Update: Brogues has made the exclusive fanzine available to 50 attendees a little bit less exclusive by putting it online here (content, by him, S. & I) and here (style, by him and J.).


Piebird said...

Still gutted I had to leave so early!!

Yet somehow, listening through to the latter bits on your recording, it felt spookily like I'd been there after all. Wonderful.

Love the review.

Chris said...

That was such a shame. Though it was quite good that, walking up the road, you started singing 'About You' at the same time as Stephen in the venue.

And thank you.

brogues said...

"the listener suspended between them, wanting to be nowhere else" - amen to that! Brilliant line, Chris. What a wonderful night and another beautiful review from La Terrasse. I'm amazed that I didn't spot Ewan MacGregor and Eva Green in the crowd. Did you? Word has it that they came along with The Last Great Wilderness/Hallam Foe director David Mackenzie. MacGregor bought a record and a Pastelism badge. Let's hope he wears it on Jonathan Ross or something!

brogues said...

Hope you don't mind me putting it up electronically. Folks were getting in touch looking for copies.
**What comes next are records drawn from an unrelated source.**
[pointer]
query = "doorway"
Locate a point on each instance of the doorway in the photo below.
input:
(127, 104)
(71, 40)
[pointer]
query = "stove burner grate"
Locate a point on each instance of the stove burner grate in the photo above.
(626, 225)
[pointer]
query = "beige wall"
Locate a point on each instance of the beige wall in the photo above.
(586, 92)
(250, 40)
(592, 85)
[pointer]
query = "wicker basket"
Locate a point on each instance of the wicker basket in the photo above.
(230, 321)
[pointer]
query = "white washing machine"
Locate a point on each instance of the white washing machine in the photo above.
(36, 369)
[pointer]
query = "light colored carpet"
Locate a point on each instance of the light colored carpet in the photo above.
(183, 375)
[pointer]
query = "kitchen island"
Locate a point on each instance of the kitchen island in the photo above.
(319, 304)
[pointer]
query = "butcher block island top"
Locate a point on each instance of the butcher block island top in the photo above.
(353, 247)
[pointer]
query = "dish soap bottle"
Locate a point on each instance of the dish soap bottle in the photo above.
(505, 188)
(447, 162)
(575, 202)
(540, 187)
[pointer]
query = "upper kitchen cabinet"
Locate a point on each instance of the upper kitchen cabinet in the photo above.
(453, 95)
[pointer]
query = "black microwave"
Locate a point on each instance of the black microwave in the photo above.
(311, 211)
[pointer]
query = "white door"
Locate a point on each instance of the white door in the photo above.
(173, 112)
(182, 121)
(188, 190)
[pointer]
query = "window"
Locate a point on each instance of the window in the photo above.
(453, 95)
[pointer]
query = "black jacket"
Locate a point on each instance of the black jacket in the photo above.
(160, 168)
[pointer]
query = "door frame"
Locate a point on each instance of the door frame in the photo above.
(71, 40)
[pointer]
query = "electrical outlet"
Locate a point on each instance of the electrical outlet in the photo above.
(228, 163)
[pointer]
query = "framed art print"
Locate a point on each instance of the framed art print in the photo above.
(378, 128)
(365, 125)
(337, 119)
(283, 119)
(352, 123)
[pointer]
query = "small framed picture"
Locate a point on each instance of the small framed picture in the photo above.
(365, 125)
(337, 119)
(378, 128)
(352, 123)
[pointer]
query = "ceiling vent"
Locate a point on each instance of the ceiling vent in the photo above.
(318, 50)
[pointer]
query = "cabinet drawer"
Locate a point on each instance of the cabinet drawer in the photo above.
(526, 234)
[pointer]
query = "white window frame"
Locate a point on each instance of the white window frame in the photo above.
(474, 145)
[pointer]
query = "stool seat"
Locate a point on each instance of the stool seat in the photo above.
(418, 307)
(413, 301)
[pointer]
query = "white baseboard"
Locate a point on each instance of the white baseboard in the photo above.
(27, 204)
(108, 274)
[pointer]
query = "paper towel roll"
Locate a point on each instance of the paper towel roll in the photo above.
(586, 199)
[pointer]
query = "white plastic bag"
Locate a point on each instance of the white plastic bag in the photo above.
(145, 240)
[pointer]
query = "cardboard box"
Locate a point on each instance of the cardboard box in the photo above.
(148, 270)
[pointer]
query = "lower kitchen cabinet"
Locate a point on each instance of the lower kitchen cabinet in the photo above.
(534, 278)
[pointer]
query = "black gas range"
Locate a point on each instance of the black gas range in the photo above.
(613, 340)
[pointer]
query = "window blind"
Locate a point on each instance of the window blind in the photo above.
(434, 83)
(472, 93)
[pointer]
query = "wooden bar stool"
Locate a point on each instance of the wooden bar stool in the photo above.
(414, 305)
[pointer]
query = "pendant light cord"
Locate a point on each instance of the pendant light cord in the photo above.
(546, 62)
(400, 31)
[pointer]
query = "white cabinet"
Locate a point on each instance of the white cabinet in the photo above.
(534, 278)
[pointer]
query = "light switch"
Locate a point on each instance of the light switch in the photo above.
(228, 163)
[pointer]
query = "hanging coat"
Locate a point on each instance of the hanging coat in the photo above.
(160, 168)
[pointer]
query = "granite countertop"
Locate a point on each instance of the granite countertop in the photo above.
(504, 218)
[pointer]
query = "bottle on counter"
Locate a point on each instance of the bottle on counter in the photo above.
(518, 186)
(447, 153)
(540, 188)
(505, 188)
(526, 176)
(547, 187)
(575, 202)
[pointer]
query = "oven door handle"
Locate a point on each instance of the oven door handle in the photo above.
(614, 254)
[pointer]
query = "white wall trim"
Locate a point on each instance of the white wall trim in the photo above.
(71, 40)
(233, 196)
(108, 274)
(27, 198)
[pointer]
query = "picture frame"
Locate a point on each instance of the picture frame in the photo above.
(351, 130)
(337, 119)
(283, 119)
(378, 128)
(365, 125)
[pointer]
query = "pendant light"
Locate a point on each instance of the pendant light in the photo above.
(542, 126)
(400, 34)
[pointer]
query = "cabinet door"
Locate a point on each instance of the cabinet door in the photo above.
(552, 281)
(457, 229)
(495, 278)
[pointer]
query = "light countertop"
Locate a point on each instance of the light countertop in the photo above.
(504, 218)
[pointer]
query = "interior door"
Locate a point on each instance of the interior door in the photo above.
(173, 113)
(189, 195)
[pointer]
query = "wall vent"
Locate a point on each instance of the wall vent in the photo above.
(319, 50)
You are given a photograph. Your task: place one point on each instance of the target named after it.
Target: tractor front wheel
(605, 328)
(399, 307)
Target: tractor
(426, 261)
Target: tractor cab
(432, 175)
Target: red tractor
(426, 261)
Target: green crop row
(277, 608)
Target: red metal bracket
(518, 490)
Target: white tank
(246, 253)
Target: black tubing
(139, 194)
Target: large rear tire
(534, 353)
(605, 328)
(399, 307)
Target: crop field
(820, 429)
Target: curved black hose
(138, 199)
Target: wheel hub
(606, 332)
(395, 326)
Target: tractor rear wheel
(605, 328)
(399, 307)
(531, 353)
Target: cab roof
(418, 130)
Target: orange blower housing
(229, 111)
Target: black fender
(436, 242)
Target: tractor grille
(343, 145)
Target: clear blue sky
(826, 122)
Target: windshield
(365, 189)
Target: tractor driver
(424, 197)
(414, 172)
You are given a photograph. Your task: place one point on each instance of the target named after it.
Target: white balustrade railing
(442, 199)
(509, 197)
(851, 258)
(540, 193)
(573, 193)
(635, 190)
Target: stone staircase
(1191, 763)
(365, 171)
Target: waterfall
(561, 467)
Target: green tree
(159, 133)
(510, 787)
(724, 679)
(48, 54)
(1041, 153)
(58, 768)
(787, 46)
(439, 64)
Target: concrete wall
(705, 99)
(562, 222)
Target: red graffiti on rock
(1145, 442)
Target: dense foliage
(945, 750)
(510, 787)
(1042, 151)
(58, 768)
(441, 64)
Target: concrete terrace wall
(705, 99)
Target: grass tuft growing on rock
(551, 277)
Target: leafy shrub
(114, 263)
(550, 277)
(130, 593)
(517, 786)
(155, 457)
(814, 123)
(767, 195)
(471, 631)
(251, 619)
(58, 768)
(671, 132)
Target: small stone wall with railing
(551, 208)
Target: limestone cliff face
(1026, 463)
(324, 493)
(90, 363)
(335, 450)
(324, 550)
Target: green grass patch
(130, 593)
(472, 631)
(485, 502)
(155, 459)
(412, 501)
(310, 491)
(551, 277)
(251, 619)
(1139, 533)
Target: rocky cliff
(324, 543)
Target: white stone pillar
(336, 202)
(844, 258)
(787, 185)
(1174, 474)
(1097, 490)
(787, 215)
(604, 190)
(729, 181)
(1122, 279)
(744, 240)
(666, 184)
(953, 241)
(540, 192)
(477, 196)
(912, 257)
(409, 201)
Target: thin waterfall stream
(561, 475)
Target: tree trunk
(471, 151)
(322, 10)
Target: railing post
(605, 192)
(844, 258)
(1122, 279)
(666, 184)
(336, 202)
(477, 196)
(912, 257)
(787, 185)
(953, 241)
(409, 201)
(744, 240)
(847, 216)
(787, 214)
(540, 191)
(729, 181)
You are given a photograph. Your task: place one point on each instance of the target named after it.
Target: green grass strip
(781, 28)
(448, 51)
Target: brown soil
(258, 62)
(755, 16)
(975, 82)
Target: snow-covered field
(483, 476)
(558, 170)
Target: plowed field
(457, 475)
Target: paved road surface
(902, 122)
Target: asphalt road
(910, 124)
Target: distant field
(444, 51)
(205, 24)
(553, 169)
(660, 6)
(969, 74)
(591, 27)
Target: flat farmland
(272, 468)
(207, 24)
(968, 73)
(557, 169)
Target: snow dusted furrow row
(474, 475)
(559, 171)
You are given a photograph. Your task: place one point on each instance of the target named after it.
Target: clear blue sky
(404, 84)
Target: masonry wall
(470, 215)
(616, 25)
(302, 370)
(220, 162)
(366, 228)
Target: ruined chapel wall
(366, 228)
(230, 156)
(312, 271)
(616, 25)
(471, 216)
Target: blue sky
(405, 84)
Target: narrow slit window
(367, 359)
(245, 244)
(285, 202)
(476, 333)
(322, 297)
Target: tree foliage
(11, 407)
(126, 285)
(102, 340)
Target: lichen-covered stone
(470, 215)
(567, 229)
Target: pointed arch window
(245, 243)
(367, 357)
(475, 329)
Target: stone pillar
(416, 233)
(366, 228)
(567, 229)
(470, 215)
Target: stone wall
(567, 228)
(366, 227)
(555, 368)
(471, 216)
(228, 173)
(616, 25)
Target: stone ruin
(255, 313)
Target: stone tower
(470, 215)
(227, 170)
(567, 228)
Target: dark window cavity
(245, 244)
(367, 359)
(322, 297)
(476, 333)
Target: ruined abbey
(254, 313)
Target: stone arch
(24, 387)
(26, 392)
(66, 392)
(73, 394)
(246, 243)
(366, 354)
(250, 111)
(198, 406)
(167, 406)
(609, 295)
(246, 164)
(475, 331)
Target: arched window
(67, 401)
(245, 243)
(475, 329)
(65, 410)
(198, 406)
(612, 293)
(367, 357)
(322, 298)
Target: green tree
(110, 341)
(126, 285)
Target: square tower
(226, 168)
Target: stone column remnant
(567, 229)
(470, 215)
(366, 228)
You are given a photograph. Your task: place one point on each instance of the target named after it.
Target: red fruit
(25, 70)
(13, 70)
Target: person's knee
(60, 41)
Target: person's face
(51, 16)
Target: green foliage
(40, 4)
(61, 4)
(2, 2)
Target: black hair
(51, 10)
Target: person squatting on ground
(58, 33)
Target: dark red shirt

I woulda made hundreds of the blighters if time and money had permitted cos those who contributed submitted such lovely stuff that deserved to be read.

Chris said...

Not at all, I'm delighted, thanks for asking us to contribute. S. had some second thoughts about her piece - that maybe it wasn't enough about The Pastels, and that it was 'too twee for words', I think she said.

Of course she is quite wrong, it is great and Pastels to the core.